Holding: The Court reversed the appeals court and held that equipment added by a first owner before resale counts as "other property," so a later buyer may recover tort damages for its physical loss when a defective component causes harm.

Real World Impact:
  • Allows later buyers to recover for damage to equipment added by prior owners.
  • Limits manufacturers' immunity for physical damage to user-added property.
  • Recovery remains subject to foreseeability and causation limits.
Topics: maritime law, product defects, used goods sales, damaged equipment

Summary

Background

A commercial fishing company bought a used fishing vessel that had been built and sold years earlier. The first owner had added a skiff, a seine net, and spare parts. After a defect in a hydraulic system caused a fire and the ship sank, the later buyer sued the component maker and the original shipbuilder for the loss, including the added equipment.
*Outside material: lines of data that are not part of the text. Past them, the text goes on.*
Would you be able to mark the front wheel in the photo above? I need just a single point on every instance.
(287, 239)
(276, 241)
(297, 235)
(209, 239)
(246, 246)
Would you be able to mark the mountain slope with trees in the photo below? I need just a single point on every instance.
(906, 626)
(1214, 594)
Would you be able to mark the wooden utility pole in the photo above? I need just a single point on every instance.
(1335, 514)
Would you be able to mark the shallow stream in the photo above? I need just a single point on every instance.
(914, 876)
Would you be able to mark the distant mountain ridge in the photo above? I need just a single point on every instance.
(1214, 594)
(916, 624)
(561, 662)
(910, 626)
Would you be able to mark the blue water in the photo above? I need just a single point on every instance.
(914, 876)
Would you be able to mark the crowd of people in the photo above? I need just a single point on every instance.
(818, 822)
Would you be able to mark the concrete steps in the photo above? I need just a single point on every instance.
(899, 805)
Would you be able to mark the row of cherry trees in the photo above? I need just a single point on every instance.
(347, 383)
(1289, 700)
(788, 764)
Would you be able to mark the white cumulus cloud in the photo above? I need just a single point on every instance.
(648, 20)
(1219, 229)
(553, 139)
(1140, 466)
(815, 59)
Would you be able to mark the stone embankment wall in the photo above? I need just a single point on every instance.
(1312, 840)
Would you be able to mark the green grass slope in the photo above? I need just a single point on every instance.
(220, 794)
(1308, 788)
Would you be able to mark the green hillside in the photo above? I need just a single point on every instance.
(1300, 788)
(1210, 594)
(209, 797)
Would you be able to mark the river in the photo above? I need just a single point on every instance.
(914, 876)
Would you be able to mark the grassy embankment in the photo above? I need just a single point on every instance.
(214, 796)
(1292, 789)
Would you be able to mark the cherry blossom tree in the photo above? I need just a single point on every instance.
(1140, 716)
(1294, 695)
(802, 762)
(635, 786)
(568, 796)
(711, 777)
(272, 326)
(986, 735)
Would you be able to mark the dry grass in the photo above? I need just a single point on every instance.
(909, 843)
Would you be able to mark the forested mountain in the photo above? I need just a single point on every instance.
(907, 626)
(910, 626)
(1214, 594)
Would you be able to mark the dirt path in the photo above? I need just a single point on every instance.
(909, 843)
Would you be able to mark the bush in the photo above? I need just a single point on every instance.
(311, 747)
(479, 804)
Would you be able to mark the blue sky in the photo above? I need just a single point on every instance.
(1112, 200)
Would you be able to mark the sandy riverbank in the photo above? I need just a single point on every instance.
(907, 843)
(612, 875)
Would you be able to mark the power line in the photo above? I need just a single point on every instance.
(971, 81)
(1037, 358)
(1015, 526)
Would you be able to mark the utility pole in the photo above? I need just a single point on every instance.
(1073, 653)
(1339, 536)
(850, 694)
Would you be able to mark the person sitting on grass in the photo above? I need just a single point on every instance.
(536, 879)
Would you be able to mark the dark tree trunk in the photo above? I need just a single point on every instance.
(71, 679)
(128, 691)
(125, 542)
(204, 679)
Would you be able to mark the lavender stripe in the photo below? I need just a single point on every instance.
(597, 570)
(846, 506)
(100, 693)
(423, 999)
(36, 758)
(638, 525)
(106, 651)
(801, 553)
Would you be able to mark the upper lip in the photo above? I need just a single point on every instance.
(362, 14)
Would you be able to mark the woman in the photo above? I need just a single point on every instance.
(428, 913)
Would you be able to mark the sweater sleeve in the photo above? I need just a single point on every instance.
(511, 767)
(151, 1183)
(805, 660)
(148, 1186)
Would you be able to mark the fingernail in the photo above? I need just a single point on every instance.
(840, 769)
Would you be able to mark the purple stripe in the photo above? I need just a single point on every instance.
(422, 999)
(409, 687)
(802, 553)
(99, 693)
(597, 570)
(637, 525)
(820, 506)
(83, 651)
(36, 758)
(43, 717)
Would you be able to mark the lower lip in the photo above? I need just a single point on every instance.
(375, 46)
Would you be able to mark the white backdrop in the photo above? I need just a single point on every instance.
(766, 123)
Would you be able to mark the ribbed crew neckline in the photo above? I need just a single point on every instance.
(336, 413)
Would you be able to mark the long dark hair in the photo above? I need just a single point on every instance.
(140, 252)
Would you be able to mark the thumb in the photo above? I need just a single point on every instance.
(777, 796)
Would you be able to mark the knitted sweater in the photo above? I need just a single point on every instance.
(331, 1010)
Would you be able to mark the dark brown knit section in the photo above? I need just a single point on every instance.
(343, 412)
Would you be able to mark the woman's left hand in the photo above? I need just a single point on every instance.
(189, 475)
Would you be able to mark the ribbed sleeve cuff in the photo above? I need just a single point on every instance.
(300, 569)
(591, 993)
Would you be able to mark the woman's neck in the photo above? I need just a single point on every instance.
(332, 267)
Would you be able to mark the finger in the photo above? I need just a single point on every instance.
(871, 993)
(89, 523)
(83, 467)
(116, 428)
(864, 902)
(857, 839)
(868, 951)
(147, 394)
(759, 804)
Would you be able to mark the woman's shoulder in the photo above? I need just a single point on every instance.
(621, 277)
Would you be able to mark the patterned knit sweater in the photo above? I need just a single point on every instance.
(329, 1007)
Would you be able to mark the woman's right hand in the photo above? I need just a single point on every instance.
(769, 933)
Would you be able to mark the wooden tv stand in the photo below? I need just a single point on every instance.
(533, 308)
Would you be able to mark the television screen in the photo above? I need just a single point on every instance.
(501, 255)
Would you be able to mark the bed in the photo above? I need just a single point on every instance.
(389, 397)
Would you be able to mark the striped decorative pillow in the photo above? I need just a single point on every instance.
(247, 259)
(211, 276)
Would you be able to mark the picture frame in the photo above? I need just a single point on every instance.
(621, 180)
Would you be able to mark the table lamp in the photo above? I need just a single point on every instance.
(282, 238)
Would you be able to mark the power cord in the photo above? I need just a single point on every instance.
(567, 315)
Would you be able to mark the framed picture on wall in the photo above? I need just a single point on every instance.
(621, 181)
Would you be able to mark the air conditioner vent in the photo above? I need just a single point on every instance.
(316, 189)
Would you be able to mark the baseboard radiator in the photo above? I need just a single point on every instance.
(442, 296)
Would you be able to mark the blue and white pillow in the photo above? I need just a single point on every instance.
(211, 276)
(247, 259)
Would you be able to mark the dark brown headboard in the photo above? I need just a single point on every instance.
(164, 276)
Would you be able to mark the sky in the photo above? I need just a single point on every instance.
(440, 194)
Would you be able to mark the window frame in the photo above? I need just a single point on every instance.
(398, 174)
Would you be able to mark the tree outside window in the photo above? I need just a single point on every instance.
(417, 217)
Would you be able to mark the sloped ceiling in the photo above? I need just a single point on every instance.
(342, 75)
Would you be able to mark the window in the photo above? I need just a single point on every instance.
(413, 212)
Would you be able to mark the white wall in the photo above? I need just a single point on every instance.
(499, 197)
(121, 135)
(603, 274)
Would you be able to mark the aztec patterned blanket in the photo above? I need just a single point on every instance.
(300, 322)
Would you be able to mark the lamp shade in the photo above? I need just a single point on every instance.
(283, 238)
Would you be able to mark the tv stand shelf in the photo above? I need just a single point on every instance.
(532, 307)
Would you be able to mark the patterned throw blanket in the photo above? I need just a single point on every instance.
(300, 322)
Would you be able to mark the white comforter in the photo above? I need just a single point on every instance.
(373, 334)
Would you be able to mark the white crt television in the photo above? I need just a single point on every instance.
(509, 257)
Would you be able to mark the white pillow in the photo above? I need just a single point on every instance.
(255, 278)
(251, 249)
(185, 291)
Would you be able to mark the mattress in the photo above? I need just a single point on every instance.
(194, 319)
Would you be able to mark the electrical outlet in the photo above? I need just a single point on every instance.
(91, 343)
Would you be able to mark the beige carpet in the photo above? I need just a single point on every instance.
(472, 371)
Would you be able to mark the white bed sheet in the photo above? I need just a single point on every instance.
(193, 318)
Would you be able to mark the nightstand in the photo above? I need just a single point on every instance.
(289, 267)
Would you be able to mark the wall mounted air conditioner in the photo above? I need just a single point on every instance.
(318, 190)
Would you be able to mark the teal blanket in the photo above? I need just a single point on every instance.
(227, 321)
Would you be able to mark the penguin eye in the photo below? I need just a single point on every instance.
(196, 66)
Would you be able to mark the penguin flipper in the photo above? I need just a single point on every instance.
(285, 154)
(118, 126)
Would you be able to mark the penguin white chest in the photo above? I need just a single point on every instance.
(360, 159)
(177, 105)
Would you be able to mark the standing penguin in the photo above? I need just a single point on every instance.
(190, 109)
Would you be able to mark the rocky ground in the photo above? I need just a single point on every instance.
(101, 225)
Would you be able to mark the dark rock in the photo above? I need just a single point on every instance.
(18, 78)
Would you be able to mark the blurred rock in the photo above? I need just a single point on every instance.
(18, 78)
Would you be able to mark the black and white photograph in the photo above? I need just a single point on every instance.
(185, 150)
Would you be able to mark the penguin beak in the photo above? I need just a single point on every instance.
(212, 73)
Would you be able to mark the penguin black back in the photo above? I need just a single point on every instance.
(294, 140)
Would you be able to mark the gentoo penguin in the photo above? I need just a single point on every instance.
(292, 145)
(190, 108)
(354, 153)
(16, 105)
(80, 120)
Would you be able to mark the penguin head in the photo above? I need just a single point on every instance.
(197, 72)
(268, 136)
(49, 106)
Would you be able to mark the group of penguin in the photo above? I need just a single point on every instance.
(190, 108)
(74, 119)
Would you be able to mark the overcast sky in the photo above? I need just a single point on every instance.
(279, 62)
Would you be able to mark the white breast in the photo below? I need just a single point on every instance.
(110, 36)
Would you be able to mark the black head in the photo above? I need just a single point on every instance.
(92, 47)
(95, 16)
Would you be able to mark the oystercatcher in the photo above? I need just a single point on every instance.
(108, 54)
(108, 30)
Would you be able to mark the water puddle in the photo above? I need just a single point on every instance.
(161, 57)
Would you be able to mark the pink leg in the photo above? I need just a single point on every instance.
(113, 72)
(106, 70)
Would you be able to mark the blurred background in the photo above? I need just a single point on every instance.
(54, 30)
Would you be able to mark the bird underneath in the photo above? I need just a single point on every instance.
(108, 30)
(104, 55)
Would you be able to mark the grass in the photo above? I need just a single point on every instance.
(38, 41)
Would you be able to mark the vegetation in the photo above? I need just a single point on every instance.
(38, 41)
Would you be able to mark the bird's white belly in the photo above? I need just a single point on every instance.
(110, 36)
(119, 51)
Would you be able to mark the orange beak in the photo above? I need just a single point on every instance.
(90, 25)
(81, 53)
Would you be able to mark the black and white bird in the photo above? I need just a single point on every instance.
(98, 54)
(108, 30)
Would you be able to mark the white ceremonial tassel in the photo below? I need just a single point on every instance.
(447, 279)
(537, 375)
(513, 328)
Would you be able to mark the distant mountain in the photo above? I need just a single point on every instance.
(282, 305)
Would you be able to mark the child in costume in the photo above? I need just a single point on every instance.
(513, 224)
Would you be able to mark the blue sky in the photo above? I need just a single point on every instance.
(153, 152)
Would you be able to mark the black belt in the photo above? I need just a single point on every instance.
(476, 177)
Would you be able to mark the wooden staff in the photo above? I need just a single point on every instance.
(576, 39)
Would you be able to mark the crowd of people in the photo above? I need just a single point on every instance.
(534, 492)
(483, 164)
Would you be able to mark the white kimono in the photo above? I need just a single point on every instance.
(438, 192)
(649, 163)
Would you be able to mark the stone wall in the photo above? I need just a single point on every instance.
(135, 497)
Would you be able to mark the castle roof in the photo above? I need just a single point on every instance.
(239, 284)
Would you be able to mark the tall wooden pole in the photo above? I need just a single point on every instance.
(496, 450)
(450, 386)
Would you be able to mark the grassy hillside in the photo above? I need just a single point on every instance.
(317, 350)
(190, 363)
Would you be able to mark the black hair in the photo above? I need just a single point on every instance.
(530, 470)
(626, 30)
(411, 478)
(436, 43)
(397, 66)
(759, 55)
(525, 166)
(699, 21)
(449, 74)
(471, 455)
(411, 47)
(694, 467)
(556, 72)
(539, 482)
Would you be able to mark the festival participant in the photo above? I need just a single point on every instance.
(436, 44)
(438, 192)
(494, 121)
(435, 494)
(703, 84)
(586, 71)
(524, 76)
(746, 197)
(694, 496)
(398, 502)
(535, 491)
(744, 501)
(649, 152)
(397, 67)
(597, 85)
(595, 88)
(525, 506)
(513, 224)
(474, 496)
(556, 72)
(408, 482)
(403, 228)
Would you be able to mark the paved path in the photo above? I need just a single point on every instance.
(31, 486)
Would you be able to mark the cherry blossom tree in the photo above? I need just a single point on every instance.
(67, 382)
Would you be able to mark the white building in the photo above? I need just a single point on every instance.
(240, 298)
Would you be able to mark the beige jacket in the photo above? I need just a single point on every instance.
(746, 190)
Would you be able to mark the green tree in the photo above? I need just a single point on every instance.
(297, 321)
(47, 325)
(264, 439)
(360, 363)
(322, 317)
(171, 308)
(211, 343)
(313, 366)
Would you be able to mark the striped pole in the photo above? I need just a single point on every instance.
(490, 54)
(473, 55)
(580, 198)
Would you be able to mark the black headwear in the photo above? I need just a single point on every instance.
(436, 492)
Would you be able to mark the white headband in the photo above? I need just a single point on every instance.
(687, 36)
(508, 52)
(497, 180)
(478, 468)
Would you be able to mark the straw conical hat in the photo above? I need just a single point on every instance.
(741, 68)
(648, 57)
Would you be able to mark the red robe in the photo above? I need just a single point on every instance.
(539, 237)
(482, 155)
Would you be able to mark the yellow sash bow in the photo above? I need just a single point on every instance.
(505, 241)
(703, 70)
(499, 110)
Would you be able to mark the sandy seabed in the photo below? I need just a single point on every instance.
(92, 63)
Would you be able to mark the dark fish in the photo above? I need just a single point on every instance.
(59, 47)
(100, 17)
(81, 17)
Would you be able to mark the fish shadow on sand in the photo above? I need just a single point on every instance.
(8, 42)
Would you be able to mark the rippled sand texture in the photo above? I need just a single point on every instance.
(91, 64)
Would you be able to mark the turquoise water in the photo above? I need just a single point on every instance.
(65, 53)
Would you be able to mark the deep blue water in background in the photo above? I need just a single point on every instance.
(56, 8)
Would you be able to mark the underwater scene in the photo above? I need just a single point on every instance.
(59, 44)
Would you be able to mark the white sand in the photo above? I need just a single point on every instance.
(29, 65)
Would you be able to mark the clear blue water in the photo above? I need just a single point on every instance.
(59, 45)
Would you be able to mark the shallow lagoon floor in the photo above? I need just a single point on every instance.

A trial court awarded damages; the Ninth Circuit said the added equipment was part of the product and barred tort recovery.

Reasoning

The Court reconsidered an earlier rule that prevents tort recovery for physical damage to the “product itself” but allows recovery for harm to “other property.” The Court held that the manufactured item becomes the “product itself” when the maker first sells it to an initial buyer. Things the initial buyer later adds are “other property,” even if the vessel is later resold. The Court rejected the Ninth Circuit’s rule that treated the resold, fully equipped vessel as the product itself and explained that resale does not erase the distinction between original product and later user-added equipment.

Real world impact

As a result, a later purchaser can seek tort damages for equipment a prior owner added when a defective component causes physical harm — provided ordinary tort rules (like foreseeability, causation, and fault) are met. The decision applies under general maritime law and addresses commercial transactions; it preserves other limits on liability even as it restores recovery for user-added property.

Dissents or concurrances

Three Justices dissented, arguing the Court should have left the Ninth Circuit’s rule in place or adopted a purchaser-focused rule. The dissent warned that different resale facts and the first owner’s role might change whether additions count as part of the product.